Pour sa part, CAILBA affirme avoir les conseillers escrocs à l’œil par l’entremise de son système de surveillance des dettes. Ce système agit comme un répertoire dans lequel figurent les noms des conseillers endettés auprès de compagnies d’assurances, explique sa présidente Terri DiFlorio. Mme DiFlorio est également présidente de la Financière Hub. Ce service de consultation, payé à même les cotisations des membres de CAILBA, est accessible à partir du site internet de l’organisme.

Les agents généraux et les compagnies d’assurance membres de CAILBA sont d’ailleurs invités à consulter ce système de surveillance dès la signature d’un contrat de distribution avec un conseiller financier, afin de s’assurer que celui-ci n’est pas un contrevenant, affirme Mme DiFlorio.

« Nous n’y inscrivons pas systématiquement tous les noms, puisque nous considérons que certains conseillers sont de bonne foi et qu’ils rembourseront. Par contre, les conseillers auprès de qui nous avons insisté, sans succès, s’y retrouveront », prévient-elle.

La gestionnaire ajoute aussi qu’une somme minimale d’endettement est requise afin de pouvoir inscrire le nom d’un contrevenant dans le système. « Nous n’inscrivons pas les conseillers qui sont endettés de 20$! Chez Hub, par exemple, nous avons fixé le seuil d’endettement à 1000$. D’autres agents généraux peuvent toutefois fixer le leur », dit-elle.

Selon Mme DiFlorio, ce système de surveillance est parfaitement légal. Elle affirme d’ailleurs avoir obtenu un avis juridique favorable sur ce système avant de le mettre en ligne il y a un an.

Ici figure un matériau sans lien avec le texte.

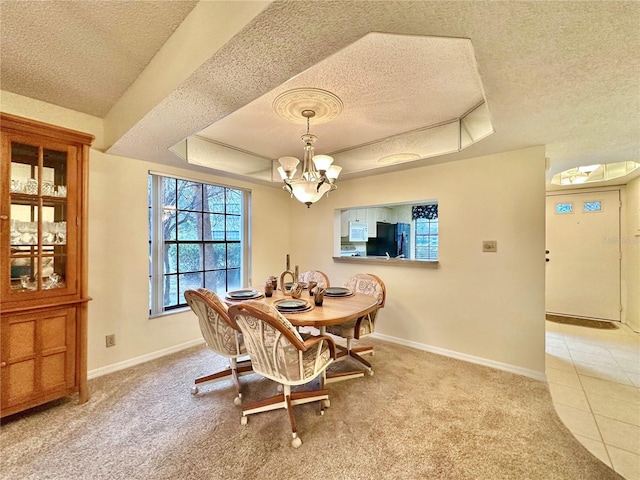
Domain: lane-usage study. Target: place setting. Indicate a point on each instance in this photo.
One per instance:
(292, 305)
(338, 292)
(244, 294)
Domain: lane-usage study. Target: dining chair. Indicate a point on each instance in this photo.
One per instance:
(317, 276)
(278, 352)
(355, 329)
(220, 336)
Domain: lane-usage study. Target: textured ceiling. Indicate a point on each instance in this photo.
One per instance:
(560, 74)
(82, 55)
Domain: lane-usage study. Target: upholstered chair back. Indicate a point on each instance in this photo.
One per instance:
(217, 330)
(275, 347)
(371, 285)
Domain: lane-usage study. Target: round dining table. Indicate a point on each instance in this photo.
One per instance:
(333, 311)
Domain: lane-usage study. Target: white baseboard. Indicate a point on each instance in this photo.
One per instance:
(467, 358)
(98, 372)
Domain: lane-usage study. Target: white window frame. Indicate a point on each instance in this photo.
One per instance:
(156, 259)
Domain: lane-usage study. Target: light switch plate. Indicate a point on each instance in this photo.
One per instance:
(490, 246)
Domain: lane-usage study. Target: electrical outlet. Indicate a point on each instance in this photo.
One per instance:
(489, 246)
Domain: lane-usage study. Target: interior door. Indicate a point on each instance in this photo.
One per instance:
(583, 259)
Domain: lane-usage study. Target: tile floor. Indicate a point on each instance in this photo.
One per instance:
(594, 378)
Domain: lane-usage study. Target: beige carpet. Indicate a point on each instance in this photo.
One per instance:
(421, 416)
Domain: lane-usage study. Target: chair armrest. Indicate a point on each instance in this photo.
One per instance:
(311, 341)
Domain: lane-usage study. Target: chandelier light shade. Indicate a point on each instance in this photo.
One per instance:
(318, 175)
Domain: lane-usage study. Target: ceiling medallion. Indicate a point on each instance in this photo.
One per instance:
(290, 105)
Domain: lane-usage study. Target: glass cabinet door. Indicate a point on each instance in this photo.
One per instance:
(41, 245)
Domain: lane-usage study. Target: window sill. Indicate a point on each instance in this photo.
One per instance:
(404, 262)
(166, 313)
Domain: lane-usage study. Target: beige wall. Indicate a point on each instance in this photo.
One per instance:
(631, 251)
(484, 305)
(487, 307)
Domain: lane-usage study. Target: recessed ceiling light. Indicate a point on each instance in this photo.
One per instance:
(594, 173)
(398, 158)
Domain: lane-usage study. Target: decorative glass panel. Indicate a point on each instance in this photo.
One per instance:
(595, 206)
(563, 208)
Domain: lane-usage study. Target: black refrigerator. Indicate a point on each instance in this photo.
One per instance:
(391, 238)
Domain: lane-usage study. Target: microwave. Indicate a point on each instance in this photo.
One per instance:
(358, 232)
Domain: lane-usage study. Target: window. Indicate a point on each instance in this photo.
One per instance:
(425, 220)
(593, 206)
(198, 237)
(563, 208)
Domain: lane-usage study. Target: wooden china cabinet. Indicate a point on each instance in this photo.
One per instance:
(43, 263)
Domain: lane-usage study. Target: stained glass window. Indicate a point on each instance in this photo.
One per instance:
(563, 208)
(595, 206)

Le président du conseil d’administration de l’ACGSF, Denis Savard, affirme aussi que ses membres sont très préoccupés par l’enjeu que soulèvent les pratiques répréhensibles. M. Savard est aussi président de l’agent général Centre Mica.

« Nous nous faisons prendre par des fraudeurs! Il faut trouver une solution, ça c’est clair », lance Denis Savard. Il affirme toutefois ne pas adhérer au type de système de surveillance élaboré par CAILBA. « Nous avons peur des listes noires au Québec », laisse-t-il tomber.

Le mal s’aggrave

Pourquoi se pencher sur le problème aujourd’hui alors qu’il existe déjà depuis longtemps? (voir encadré sur l’affaire Bricault) « Récemment, le problème a pris de l’ampleur. Avant, nous pouvions vivre avec. Les dettes oscillaient autour de 25 000 à 50 000$. Aujourd’hui, les crimes sont devenus de plus en plus sophistiqués. Les pertes atteignent entre 250 et 500 000$ », explique M. Savard.

Selon M. Savard, les compagnies d’assurance vie réclament directement à l’agent général une dette de commission contractée par un conseiller qui a vendu une police annulée à l’intérieur d’un délai de 24 mois. À défaut, les compagnies refusent de verser à l’agent général le reste des commissions qui lui revient de droit, affirme M. Savard. « Beaucoup d’agents généraux en souffrent aujourd’hui », ajoute-t-il.

Bien que certaines compagnies leur accordent un délai de 90 jours pour rembourser les sommes dues, les agents généraux demeurent responsables des dettes des conseillers en totalité.

De plus, poursuit M. Savard, les frais d’émission de police déboursés par les compagnies d’assurance et les agents généraux, tels les coûts des examens médicaux, ne leur sont jamais remis. « Cela représente des coûts énormes », indique le président de Mica.

Même si l’ACGSF reconnaît la gravité de la situation, l’association tarde toutefois à prendre une position ferme quant au traitement à réserver aux conseillers escrocs. « Nous prendrons une décision lors du prochain conseil d’administration, mais il a été reporté à une date indéterminée », affirmait-il au moment de clore la présente édition, le 4 juillet. « Pour l’heure, la seule consigne que nous avons est de prévenir l’Autorité des marchés financiers, dès le moment où nous identifions un contrevenant », affirme-t-il.